Bulls Burger: Heliopolis Restaurant Enters Cairo’s Competitive Gourmet Burger Scene
41 Abd El Hamid Badawy St.
11AM - 3AM
Aya El Garhy
One of the latest food fads to be embraced by the Cairo dining scene over the last few years is undoubtedly the concept of the ‘gourmet burger’. In the grand scheme of things, many are overpriced and the fast-food alternatives are, well, barely food.
The most recent addition to the Cairo gourmet burger scene is Bulls Burger, which opened its doors this year in front of El Shams Club’s main gate in Heliopolis. The venue has an outdoor seating area and a spacious indoor area split over two floors. The décor is quite hard to take in, to say the least, with bright, almost nerve-wracking colours adorning an otherwise basic setup – think lime green walls, neutral tiling and terracotta orange ceiling.
The menu is relatively generic, featuring an assortment of fried appetisers, six traditional beef burger options and a few chicken burgers. In addition, each order comes with a refillable plate from salad bars conveniently located on both floors. Diners are also welcome to refill their sodas and their dipping sauces from the taps.
The patties come in four sizes; 150g, 225g, 300g, or 450g. We opted for the Appetiser Platter (55LE), My Burger 150g (35LE) and the Monster Burger 225g (42LE). The friendly waiter took our order and came back after just ten minutes with an eye-popping appetiser platter and an array of all possible sauces and cheese dips along with some plastic gloves so we can get as messy as we want.

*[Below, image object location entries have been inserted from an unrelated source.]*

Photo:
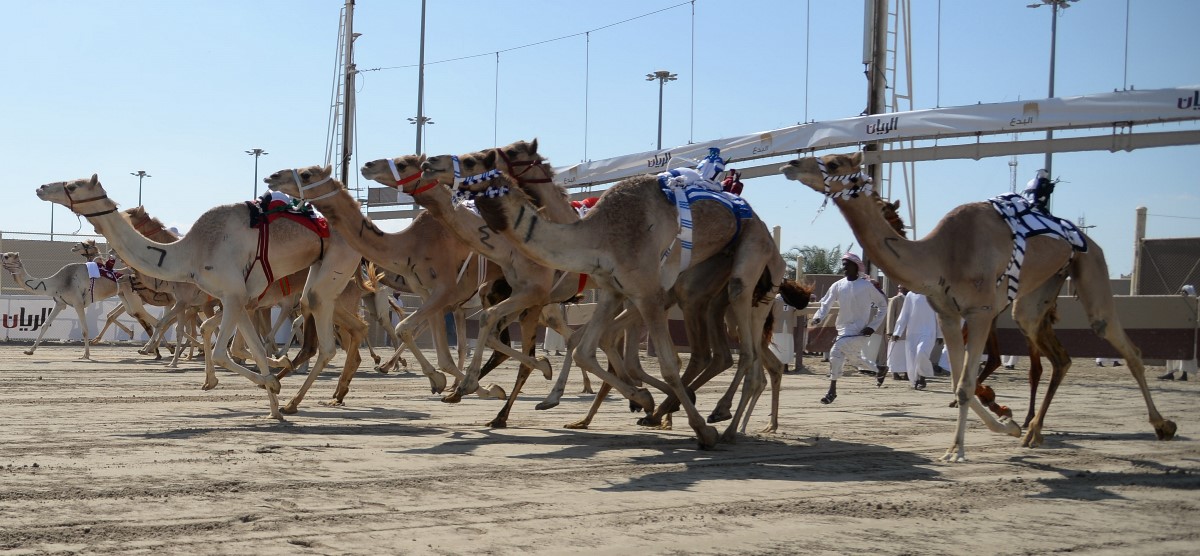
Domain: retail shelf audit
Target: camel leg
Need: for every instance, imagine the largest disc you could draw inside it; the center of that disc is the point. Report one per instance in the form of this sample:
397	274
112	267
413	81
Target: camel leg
605	388
606	310
46	326
964	382
529	345
654	316
1091	271
108	322
83	327
1035	381
235	318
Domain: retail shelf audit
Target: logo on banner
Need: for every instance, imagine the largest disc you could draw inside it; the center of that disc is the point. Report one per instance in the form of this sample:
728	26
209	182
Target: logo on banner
763	144
24	322
659	161
1186	102
883	127
1030	113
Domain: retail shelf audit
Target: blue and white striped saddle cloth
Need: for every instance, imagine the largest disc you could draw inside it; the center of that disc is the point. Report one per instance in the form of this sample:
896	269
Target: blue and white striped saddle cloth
684	186
1025	221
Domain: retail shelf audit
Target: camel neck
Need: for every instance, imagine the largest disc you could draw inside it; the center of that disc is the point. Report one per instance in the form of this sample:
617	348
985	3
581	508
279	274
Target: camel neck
881	243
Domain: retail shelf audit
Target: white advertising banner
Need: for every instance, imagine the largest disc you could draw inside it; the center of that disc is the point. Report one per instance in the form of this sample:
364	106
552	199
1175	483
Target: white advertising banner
24	317
1117	109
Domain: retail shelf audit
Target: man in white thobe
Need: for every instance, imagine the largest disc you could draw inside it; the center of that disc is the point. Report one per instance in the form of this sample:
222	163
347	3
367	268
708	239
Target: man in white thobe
917	326
858	316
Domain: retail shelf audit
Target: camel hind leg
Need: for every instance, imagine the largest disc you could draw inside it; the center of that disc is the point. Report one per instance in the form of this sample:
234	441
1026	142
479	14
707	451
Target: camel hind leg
46	326
1090	273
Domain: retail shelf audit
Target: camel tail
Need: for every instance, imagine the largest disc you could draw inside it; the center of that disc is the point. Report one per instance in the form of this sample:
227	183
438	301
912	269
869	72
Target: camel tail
762	290
497	357
795	293
768	330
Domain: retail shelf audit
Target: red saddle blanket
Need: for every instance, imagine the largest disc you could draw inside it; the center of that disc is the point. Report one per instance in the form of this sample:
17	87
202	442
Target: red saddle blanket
280	209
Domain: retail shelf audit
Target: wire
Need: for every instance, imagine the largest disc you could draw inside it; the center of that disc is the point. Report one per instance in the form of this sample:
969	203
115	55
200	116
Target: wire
532	43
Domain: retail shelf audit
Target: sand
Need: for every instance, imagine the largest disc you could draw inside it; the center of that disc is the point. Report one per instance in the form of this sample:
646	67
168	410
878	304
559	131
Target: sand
121	455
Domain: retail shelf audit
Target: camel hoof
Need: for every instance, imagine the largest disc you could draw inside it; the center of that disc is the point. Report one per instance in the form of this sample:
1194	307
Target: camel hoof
649	420
493	392
546	369
1032	440
719	414
437	382
1167	430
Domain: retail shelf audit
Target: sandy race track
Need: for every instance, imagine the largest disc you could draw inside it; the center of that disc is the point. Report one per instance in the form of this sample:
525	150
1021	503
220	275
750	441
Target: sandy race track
121	455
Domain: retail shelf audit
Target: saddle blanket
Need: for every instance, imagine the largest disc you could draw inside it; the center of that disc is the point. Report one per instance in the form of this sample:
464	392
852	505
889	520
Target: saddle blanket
276	208
96	270
697	189
1025	221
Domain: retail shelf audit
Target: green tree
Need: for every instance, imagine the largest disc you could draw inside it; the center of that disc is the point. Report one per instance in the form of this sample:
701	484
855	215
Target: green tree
816	259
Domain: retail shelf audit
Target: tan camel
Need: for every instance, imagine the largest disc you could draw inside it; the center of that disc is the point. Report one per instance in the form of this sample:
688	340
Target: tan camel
961	268
228	259
532	286
700	292
432	263
69	287
628	244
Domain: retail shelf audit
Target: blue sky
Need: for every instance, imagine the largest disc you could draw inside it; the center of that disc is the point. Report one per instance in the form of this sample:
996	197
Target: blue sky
183	89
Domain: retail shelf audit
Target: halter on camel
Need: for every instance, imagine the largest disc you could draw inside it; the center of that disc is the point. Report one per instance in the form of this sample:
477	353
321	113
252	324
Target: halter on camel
261	214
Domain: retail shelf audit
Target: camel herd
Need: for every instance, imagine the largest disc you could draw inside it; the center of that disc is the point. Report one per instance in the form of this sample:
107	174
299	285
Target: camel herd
498	228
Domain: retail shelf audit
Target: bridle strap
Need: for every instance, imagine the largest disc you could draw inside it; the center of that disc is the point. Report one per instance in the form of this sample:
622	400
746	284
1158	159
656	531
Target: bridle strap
303	187
88	215
529	165
402	181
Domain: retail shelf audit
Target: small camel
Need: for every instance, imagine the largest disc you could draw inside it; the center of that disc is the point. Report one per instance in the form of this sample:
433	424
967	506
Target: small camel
70	286
231	261
961	268
628	243
435	264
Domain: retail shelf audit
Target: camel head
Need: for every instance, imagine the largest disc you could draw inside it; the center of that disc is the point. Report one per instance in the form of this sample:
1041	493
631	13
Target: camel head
521	161
87	249
402	173
892	214
78	196
454	171
835	175
298	183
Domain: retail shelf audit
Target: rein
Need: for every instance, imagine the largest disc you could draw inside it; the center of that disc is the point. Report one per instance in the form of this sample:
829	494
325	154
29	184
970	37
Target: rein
72	202
295	175
529	165
402	181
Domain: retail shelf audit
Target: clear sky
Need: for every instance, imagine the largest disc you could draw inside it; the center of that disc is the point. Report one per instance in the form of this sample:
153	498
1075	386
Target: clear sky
183	89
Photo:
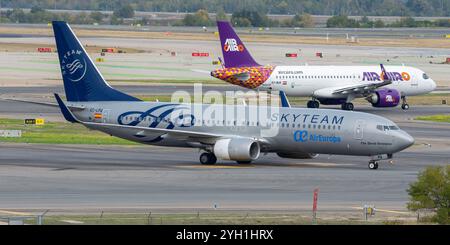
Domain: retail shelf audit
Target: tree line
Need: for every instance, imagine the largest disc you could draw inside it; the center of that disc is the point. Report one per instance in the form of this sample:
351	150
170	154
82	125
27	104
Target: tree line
244	18
315	7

The platter was a comfort food haven featuring onions rings, chicken strips, mozzarella sticks, chilli cheese wedges and spicy chicken wings. All the items were fried to a perfect crunch served blazing hot, complemented best by a delicious ranch sauce.
The salad bar includes a range of different options including potato salad, coleslaw, apple-mayo salad, sweet pickle relish, salsa, green beans salad, pickles and coarse-cut veggies; all were fresh, with the green bean salad standing out, while the salsa was deceptively spicy – you’ve been warned.
The burgers arrived shortly with a side of well-seasoned thick wedges and flavoursome sweet corn. The My Burger featured a thick beef patty topped with sliced bell peppers, cheddar cheese and deliciously crunchy onion rings, all tucked in a butter toasted bun, while the hefty Monster Burger was topped with a slice of fried mozzarella, fried mushrooms and fried onion rings. Needless to say, the latter was incredibly heavy and while both burgers were filling, the patties were overcooked, somewhat dry and under-seasoned, striking out the otherwise enjoyable combination of the toppings during our visit.
And herein lies the problem; you can have all the creative combinations in the world, but if the soul of the burger – the patty – isn’t up to standard, then you have a burger that isn’t up to standard and a meal that isn’t up to standard. Granted, the appetisers and salads are worthy of attention, but Bulls Burger, as things stand, are trailing behind in what is already a very competitive market.